Disabilities are highly diverse and virtually impossible to analyze at scale
Consider that half of disabilities are invisible, and only 39 percent of employees with disabilities disclose their disability to their managers, let alone an interviewer. Disabilities are also highly diverse, ranging from physical disabilities like mobility or blindness to cognitive and psychosocial disabilities. They are further diversified when considering intersectional lenses such as race, gender identity, and class. As a result, employers can’t use statistical auditing effectively to know if they are discriminating against people with disabilities.

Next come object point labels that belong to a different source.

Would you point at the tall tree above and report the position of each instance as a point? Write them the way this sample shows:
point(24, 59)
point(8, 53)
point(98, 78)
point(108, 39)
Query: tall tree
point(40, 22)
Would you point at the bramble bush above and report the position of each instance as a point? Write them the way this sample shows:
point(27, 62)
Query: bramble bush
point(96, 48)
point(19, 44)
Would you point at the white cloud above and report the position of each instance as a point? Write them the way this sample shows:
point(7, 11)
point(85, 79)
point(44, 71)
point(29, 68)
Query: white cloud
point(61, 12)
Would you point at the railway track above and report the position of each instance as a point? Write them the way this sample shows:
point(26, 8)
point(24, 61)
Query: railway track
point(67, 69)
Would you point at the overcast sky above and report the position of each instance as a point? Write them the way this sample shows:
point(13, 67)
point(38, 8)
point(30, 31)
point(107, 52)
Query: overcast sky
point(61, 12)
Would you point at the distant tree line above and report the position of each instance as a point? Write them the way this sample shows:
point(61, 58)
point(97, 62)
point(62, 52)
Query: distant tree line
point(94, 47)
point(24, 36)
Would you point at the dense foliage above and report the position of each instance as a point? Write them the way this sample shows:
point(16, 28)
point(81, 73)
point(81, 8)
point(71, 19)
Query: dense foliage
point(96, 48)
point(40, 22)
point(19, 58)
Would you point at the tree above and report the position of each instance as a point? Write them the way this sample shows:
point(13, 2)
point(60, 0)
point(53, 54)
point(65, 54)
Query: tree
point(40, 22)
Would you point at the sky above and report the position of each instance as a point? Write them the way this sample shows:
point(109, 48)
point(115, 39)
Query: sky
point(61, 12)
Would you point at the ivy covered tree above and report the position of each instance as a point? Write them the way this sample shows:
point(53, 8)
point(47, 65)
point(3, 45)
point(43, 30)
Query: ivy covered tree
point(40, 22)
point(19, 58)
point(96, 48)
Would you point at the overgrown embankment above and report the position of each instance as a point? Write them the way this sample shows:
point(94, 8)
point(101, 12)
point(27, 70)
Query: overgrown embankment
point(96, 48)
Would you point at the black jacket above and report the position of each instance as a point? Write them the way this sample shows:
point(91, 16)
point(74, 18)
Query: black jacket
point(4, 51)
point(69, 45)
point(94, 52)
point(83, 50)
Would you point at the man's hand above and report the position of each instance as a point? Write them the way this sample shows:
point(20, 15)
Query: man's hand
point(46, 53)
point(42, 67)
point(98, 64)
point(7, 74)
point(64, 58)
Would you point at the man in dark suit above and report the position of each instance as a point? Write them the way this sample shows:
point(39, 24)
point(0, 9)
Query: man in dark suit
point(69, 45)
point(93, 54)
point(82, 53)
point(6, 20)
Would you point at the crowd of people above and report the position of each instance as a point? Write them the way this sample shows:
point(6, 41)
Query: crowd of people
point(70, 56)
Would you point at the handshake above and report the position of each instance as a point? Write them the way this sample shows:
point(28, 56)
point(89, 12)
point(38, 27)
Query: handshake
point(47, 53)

The data available on employees is usually flawed
People with disabilities tend to fall on the margins of datasets, in small numbers that don’t appear to be statistically relevant to a computer. Researchers often ignore the data related to people with disabilities entirely in the final findings. Due to organizations engaging in discriminatory hiring practices over time, there is also limited employee data that includes information on hiring people with disabilities. What’s more, datasets used in talent acquisition tend to be quite small when compared to the standards set by data scientists to achieve statistically significant results. Researchers don’t yet have a solution for creating inclusive datasets and methodologies that understand and serve diversity.
AI takes shortcuts whenever possible
AI looks for easy correlations in data and can quickly become more biased than its training data. Once it finds correlations that it thinks match the parameters of the task, it will keep building assumptions based on that “fact.”
- As an example, an AI resume-scanning tool may prioritize male candidates by choosing gendered names and extracurricular activities that matched successful past hires.
- Another group of researchers was crestfallen when they discovered their AI had learned to identify rulers, rather than diagnose tumors. When they analyzed the data they had used to train the AI, it turned out that most of the images of cancerous specimens had included rulers beside them for scale.
- When not trained in an inclusive way, AI used to analyze facial expressions in video interview tools have also been ineffective with certain faces or skin colors, and even when human subjects wear glasses, accessories, or head coverings.
Because many vendors consider the inner workings of their technology to be proprietary, it can be impossible to know how an AI is making decisions. Many of the shortcuts it sees may turn out to be incorrect.
Other workplace AI tools, including those that focus on performance monitoring and benefits distribution, require similar scrutiny to mitigate risks related to bias, discrimination, privacy, and ethics.